This file covers the process of importing excel and csv files into a pandas dataframe. Note: the methods for importing excel and csv files is almost identical. The major difference is in the method used. This notebook serves as a tutorial for both.
Importing Excel (xlsx):
The function used is read_excel.
Importing comma separated values (csv):
The function used is read_csv.
Lets start by importing pandas and os. We will be using pandas to create a dataframe from our data, and os to get file paths.
In [6]:
import pandas as pd
import os
Now lets create a variable, filePath
, that is a string containing the full path to the file we want to import. The code below looks in the current working directory for the file given a file name input by the user. This isn't necessary, and is just included for convienence. Alternatively, user can input a full path into the filePath
variable.
In [7]:
dirPath = os.path.realpath('.')
fileName = 'assets/coolingExample.xlsx'
filePath = os.path.join(dirPath, fileName)
In [8]:
df = pd.read_excel(filePath,header=0)
df.head()
Out[8]:
Our data is now accessible by a key value. The keys are the column headers in the dataframe. In this example case, those are 'Time (s) - Dev1/ai0' and 'Temperature - Dev1/ai0'. For example, lets access the data in the first column.
In [9]:
df[df.columns[0]]
Out[9]:
What would happen if we tried to access the data with an invalid key, say 1
for example? Lets try it to find out.
Note: I enclose this code in a try: except:
statement in order to prevent a huge error from being generated.
In [10]:
try:
df[1]
except KeyError:
print("KeyError: 1 - not a valid key")
So lets say you have a large dataframe with unknown columns. There is a simple way to index them without having prior knowledge of what the dataframe columns are. Namely, the columns
method in pandas.
In [11]:
cols = df.columns
for col in cols:
print(df[col])
Now that we have the data easily accessible in python, lets look at how to plot it. Pandas
allows you to use matplotlib to plot, however it is done using methods built into pandas.
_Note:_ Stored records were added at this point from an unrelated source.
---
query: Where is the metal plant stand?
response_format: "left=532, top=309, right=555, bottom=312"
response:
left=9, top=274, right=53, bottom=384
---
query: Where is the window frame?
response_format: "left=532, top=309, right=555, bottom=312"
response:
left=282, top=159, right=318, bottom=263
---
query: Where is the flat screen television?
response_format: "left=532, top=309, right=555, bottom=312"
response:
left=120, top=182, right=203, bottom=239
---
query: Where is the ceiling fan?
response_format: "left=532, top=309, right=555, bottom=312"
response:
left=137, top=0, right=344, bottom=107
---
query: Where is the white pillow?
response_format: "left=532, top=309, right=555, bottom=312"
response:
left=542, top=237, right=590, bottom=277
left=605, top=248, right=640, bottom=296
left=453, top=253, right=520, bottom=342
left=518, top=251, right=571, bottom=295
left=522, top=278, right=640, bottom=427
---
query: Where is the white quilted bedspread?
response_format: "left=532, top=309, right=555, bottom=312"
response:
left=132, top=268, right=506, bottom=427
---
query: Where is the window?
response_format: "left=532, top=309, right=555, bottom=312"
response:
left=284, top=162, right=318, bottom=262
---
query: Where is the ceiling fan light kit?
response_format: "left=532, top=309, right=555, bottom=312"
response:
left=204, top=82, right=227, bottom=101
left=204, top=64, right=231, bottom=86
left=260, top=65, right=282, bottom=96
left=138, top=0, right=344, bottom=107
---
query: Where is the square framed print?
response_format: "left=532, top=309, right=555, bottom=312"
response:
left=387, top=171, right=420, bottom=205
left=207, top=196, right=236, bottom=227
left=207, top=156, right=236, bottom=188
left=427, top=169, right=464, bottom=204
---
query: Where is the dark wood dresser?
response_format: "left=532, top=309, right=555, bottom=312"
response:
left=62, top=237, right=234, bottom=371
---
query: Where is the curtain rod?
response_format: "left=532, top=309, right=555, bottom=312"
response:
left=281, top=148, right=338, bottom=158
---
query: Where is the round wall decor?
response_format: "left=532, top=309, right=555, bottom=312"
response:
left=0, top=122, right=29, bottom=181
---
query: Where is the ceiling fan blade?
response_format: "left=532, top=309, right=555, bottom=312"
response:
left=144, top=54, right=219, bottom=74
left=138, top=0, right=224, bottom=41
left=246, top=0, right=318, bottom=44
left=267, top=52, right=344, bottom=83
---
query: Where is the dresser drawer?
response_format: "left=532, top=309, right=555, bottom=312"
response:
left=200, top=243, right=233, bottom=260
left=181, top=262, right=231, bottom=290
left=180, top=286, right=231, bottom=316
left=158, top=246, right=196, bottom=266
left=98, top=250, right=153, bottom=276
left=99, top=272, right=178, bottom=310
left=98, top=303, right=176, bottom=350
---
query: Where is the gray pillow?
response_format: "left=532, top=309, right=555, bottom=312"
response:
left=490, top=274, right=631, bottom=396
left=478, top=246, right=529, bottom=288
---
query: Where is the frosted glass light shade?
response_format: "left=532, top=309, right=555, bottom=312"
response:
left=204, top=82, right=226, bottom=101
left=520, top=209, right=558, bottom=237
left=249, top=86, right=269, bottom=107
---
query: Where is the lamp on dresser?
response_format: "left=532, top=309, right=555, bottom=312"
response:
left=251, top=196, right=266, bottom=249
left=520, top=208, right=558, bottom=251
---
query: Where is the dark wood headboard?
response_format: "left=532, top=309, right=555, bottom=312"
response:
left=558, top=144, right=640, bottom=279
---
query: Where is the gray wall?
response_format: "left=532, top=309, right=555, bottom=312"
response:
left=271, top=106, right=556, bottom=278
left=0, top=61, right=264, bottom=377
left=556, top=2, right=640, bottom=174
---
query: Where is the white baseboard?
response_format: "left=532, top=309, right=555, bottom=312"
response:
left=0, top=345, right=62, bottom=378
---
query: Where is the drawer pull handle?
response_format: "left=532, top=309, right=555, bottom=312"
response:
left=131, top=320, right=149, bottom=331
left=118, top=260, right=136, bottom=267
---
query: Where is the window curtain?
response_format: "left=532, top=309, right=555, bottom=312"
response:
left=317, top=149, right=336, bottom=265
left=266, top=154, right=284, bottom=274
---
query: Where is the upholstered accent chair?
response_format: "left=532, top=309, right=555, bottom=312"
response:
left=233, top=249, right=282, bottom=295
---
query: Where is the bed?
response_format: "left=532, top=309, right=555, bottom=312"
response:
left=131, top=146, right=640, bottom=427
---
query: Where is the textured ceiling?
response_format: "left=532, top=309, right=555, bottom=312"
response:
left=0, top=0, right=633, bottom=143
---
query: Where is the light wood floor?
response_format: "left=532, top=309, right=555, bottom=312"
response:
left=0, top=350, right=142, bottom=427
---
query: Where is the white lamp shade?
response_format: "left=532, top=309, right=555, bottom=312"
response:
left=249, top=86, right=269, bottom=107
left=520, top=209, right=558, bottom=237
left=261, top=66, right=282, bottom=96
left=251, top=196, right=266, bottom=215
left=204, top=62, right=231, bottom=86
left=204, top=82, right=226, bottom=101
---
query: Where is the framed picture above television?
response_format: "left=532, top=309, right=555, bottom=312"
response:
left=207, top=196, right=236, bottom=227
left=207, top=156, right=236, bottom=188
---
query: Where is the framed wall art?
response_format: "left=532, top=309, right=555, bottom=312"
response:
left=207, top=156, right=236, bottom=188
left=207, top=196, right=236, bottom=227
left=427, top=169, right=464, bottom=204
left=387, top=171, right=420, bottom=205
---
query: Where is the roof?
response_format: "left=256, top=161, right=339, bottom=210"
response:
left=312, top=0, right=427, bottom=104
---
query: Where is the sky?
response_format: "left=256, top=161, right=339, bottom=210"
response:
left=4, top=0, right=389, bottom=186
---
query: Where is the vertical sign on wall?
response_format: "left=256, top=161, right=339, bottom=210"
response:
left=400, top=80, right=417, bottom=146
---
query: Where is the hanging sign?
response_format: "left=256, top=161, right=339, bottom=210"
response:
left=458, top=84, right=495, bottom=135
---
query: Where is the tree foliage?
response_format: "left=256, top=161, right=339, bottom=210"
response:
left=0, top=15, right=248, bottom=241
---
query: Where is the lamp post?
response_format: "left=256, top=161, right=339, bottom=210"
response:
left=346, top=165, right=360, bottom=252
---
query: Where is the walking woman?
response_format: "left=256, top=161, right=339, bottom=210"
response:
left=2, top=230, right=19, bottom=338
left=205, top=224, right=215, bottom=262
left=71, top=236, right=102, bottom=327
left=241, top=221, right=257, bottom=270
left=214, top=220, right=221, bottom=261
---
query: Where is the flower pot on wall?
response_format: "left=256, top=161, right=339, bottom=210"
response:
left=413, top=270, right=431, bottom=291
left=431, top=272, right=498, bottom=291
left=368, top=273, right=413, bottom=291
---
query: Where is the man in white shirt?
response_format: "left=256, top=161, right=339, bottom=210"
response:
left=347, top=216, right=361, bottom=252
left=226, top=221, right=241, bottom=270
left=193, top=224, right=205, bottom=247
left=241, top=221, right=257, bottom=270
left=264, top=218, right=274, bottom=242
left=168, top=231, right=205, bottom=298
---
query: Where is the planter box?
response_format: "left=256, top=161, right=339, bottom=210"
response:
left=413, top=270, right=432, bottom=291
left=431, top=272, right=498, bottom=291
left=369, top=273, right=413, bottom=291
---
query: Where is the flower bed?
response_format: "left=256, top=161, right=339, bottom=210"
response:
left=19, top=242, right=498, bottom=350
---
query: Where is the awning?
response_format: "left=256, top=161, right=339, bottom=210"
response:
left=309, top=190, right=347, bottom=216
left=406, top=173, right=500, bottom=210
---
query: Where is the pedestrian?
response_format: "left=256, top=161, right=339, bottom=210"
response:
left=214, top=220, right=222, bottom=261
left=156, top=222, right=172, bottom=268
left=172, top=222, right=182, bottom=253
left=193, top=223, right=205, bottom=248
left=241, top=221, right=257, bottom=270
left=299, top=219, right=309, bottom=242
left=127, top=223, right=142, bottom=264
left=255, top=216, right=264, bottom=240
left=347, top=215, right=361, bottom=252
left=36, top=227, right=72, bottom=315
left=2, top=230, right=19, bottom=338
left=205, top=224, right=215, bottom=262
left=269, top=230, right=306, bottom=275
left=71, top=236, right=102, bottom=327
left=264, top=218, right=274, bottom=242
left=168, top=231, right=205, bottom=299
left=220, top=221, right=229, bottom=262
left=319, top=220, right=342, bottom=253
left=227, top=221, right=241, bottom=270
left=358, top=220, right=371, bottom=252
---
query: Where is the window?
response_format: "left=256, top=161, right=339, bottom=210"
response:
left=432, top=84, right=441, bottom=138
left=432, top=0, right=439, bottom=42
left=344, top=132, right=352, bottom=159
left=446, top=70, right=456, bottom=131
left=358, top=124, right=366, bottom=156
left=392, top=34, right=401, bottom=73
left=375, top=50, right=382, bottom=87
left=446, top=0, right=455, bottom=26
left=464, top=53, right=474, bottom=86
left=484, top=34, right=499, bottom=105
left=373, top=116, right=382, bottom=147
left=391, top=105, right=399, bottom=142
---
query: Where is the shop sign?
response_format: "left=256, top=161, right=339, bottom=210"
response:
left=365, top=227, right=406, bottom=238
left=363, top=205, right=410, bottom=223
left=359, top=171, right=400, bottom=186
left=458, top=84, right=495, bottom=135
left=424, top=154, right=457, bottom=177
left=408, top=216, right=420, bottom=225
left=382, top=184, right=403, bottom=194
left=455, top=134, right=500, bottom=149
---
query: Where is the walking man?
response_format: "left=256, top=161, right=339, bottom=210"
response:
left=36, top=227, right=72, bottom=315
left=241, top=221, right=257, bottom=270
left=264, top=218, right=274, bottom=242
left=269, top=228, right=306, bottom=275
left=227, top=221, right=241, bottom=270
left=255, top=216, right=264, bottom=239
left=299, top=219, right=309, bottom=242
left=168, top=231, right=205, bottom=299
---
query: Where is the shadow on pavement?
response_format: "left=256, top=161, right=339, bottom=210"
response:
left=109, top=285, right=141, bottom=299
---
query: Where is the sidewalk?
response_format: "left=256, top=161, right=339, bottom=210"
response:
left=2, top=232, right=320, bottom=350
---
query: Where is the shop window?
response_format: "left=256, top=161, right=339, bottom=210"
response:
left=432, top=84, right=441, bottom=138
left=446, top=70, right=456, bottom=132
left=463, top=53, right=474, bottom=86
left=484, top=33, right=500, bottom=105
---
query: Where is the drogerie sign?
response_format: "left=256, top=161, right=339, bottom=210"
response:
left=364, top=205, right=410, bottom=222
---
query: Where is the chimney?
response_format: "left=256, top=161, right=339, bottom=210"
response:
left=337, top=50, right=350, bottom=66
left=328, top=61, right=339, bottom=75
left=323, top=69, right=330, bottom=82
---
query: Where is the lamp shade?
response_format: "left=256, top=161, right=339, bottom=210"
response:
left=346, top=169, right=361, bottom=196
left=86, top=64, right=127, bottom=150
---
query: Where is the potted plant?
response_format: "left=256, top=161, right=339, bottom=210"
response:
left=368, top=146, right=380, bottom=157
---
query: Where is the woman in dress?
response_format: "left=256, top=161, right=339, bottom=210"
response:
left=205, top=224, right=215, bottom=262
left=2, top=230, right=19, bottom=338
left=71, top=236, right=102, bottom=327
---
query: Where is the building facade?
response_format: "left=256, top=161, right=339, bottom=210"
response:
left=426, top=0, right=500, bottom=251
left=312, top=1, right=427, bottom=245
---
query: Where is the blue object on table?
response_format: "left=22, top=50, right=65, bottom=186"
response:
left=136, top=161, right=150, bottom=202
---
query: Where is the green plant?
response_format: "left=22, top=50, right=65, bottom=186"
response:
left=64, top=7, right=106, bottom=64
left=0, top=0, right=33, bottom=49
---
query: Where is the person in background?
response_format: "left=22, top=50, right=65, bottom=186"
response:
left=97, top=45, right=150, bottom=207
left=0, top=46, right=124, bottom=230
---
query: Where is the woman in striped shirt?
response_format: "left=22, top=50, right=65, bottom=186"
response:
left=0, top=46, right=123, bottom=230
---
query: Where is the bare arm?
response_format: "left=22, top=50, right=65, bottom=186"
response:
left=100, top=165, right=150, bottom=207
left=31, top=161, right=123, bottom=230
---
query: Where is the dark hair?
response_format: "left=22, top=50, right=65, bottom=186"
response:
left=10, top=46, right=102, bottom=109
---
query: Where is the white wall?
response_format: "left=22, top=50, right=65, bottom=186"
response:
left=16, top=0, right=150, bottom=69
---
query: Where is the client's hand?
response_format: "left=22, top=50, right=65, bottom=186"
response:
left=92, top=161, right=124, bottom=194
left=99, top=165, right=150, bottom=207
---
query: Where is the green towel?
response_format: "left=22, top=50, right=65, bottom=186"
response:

Although the methods to create an manipulate plots are built into Pandas
, we will still have to import matplotlib to save and show the plots.
In [12]:
import matplotlib.pyplot as plt
In order to demonstrate the plotting capabilities of pandas arrays, lets use the example data that we imported earlier. The data frame contains only the two columns that were in the file; temperature and time. Because of this simplicity, we can trust pandas to properly interpret the first column as time and the second column as th measurement (temperature). Thus we can plot with the simple command.
df.plot()
In [13]:
plt.figure(1)
ax = df.plot()
plt.show()
While this simplification is nice, it is generally better to specify what data you want to plot. Particularly if you are automating the plotting of a large set of dataframes. To do this, specify the x
and y
arrays in your dataframe as you would in a standard matplotlib
plot call, however since this plotting function is a method of the dataframe, you need only specify the column.
I.e.
In [14]:
plt.figure(2)
ax = df.plot(cols[0],cols[1])
plt.show()
Now that we have the basics down, lets spice up the plot a little bit.
In [15]:
plt.figure(3)
ax = df.plot(cols[0],cols[1])
ax.set_title('This is a Title')
ax.set_ylabel('Temperature (deg F)')
ax.grid()
plt.show()
One thing you probably noticed in these plots is that the time axis isn't all that useful. It would be better to change the timestamps to a more useful form like seconds since start. Lets go through the process of making that conversion.
First, lets see what the timestamp currently looks like.
In [16]:
df[cols[0]][0]
Out[16]:
Good news! Since python interpreted the date as a datetime object, we can use datetime object methods to determine the time in seconds. The one caveat is that we can only determine a time difference, not an absolute time. For more on this, read this stackoverflow question.
The first thing we have to do is convert these datetime.time
objects into datetime.datetime
objects using datetime.combine
Note: importing datetime is a little weird.. datetime
is both a module and a class.
In [17]:
from datetime import datetime, date
In [18]:
startTime = df[cols[0]][0]
timeArray = []
for i in range(0,len(df[cols[0]])):
timeArray.append((datetime.combine(date.today(), df[cols[0]][i]) - datetime.combine(date.today(), startTime)).total_seconds())
Note: There is probably a better way of doing this (i.e. without a loop, but I'm tired and can't think of anything right now)
In [19]:
plt.figure(4)
plt.plot(timeArray, df[cols[1]], 'b')
plt.title('This is a graph with a better time axis')
plt.ylabel('Temperature (deg F)')
plt.xlabel('Time (s)')
plt.grid()
plt.show()